The size of the byte has historically been hardware dependent and no definitive standards exist that mandate the size. The de facto standard of eight bits is a convenient power of two permitting the values 0 through 255 for one byte. Many types of applications use variables representable in eight or fewer bits, and processor designers optimize for this common usage. The popularity of major commercial computing architectures have aided in the ubiquitous acceptance of the 8-bit size. The term octet was defined to explicitly denote a sequence of 8 bits because of the ambiguity associated with the term byte.

Ironically, these days the size of "a single character" is no longer consider a single byte in most cases... most commonly, the idea of a "character" is associated with Unicode, where characters can be represented in a number of different formats, but are typically either 16 bits or 32.
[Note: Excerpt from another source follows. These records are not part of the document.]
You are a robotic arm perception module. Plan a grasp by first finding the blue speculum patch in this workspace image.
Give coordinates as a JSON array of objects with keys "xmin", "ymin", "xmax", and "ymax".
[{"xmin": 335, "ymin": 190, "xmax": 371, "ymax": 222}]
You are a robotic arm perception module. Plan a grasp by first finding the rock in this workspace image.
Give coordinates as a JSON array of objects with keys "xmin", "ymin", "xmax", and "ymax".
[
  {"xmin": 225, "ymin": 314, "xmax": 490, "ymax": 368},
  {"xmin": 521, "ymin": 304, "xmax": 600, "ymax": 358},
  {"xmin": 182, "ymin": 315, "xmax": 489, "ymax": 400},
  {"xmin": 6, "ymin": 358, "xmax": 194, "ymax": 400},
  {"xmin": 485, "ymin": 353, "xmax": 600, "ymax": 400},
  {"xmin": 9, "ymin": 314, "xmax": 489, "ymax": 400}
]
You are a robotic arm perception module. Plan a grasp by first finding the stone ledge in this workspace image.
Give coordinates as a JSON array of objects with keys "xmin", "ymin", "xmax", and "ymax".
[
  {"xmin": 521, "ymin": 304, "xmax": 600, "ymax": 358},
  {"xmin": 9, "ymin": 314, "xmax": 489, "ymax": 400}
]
It would be amusing for a system which used UCS-4/UTF-32 (the direct 32-bit representation of Unicode) to designate 32 bits as a byte. The confusion caused would be spectacular.

However, assuming we take "byte" as synonymous with "octet", there are eight independent bits, each of which can be either on or off, true or false, 1 or 0, however you wish to think of it. That leads to 256 possible values, which are typically numbered 0 to 255. (That's not always the case though. For example, the designers of Java unfortunately decided to treat bytes as signed integers in the range -128 to 127.)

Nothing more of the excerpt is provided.